In theory, to prevent a conflict of interest. Please note the key word is theory. The theory falls apart when you dissect it. In practice, it is whoever has the best lobbyists.
The idea going back to the early 20th century was that there would be a conflict between the physician's duty to act in the best interest of the patient, and the employee's duty to act in the best financial interest of his employer. This is also linked with, and the rational behind, the fact that the "corporate practice of medicine" is illegal in most states. Emergency medicine, pathology, radiology and anesthesiology are singled out in some places for special restrictions because their practice of medicine is almost exclusively within the hospital. A family physician, for example, might have a practice that is owned by the hospital, however, there is not a complete overlap with what he does and the hospital's operations. (Think of those Venn diagrams from high school.) On the other hand, basically every decision the EM physician makes directly effects the hospital's profit.
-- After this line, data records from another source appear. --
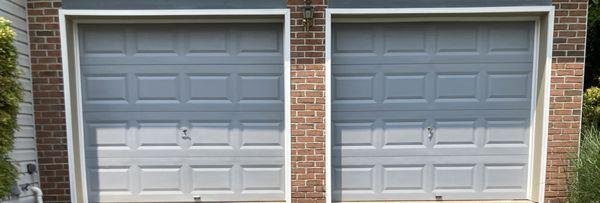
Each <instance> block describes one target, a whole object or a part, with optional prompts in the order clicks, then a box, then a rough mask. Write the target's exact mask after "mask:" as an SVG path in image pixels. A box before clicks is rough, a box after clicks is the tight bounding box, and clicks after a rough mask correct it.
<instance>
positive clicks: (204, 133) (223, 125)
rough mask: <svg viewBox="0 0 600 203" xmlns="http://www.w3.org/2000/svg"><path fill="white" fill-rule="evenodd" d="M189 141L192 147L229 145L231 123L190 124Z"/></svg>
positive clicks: (202, 146)
mask: <svg viewBox="0 0 600 203" xmlns="http://www.w3.org/2000/svg"><path fill="white" fill-rule="evenodd" d="M190 125H191V129H190V135H191V141H192V145H193V146H194V147H217V146H232V145H231V129H232V128H231V123H229V122H191V123H190Z"/></svg>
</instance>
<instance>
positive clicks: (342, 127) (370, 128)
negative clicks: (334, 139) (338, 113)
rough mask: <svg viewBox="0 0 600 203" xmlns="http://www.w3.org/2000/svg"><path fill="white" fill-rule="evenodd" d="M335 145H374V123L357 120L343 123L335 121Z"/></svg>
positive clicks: (345, 146) (336, 145)
mask: <svg viewBox="0 0 600 203" xmlns="http://www.w3.org/2000/svg"><path fill="white" fill-rule="evenodd" d="M333 127H334V132H335V143H334V144H335V146H338V147H352V146H355V147H356V146H362V147H372V146H374V144H373V141H374V137H373V130H374V128H373V123H372V122H355V123H341V122H334V124H333Z"/></svg>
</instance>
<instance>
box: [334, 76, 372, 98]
mask: <svg viewBox="0 0 600 203" xmlns="http://www.w3.org/2000/svg"><path fill="white" fill-rule="evenodd" d="M333 77H334V78H333V80H334V81H333V82H334V84H333V85H334V87H335V89H334V90H335V92H334V96H335V97H334V99H335V100H370V101H374V100H375V99H374V97H373V96H374V91H375V90H374V88H373V86H374V83H375V81H374V80H375V76H374V75H334V76H333Z"/></svg>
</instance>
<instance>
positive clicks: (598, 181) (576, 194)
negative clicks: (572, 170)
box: [569, 126, 600, 203]
mask: <svg viewBox="0 0 600 203" xmlns="http://www.w3.org/2000/svg"><path fill="white" fill-rule="evenodd" d="M573 167H574V169H575V173H574V174H575V176H574V177H573V178H572V179H571V189H570V191H569V200H570V202H572V203H600V130H599V128H598V127H596V126H584V127H583V129H582V131H581V146H580V151H579V157H578V158H577V159H575V160H573Z"/></svg>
Also, a hospital has more power over "hospital-based specialties" than they do over other physicians. Lets say a family physician is affiliated with a hospital and he thinks they are behaving unethically. It is far easier for him to break away from the hospital and continue his practice than it would be for an EM physician or an anesthesiologist. No hospital, no job. For these specialties, the hospital holds all the power - at least traditionally they have. It is far more difficult for a hospital to cancel an entire contract rather than fire an individual physician. This, theoretically, means that EM physicians have more freedom to make decisions in the best interest of the patient.